Yukai Engineering sent me a pair of bears to illustrate the two design styles. I decided to unpack just one of them
First, the bear, which costs between $68 and $86 (it’s mostly available on eBay (opens in new tab)), is, perhaps 8 inches tall, smaller than I expected. The body is soft and smooth, though not hairy. There’s a long zipper on the back, which I unzipped to reveal a battery pack. Amagami Ham Ham takes three AA batteries (sold separately) and there is a single switch in the box. I put the batteries in, turned it on, reinserted the plastic case into the bear’s body, and zipped it up.
Amagami Ham Ham is, by default, in a slightly slumped sitting position, and instead of beady eyes staring at me, his eyes are permanently closed, as if he’s sleeping or dreading what’s to come.
I gently held the bear’s back as I cautiously inserted the tip of my index finger into its mouth. Along the bottom edge, under the fabric, I could feel a hard edge, almost like smooth teeth. After a moment, Amagami Ham Ham’s lower jaw rose to gently bite my finger.

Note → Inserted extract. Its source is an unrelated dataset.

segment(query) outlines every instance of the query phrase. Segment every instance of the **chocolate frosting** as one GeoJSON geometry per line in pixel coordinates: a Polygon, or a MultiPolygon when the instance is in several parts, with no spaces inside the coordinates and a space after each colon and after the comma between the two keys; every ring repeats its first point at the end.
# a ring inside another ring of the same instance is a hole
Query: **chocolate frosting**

Even through her skin and stuffing, I could hear the sound of her engines
I pulled my finger and looked in disbelief. It occurred to me that the robot has a pressure sensor in its mouth, but I couldn’t tell if it’s in the back, the sky, or the bottom of the mouth.
Putting my finger back in the toy’s mouth, I noticed that it was now nibbling more enthusiastically, its tiny jaw bobbing up and down. There was never enough pressure to hurt or even keep my finger stuck there, not even enough to bother a small child (I think), but I could feel what I was doing.
There are two algorithmically chosen nibbling modes and I could tell the bear was alternating between slow, rhythmic bites and excited bites.
Yukai engineering believes that this soft nibbling sensation is comforting. They compare it to a baby or small animal nibbling your finger. Right.
I decided to let some co-workers try it out. Everyone was fascinated, scared and a little uncomfortable. They predicted bad things for Amagami Ham Ham if not heeded.
I later introduced the bear to my wife and, without explanation, told her to put her finger in his mouth. She said it was like Amagami Ham Ham was suckling on her finger. I don’t think she liked it.
I can say with some confidence that there is nothing quite like Amagami Ham Ham. The teddy bear robot with the mouth hungry for fingers is alone in the annals of toys, robotics and self-care technology.
I don’t know what to make of it, although I’m trying to write this while my thumb is stuck in Amagami Ham Ham’s mouth.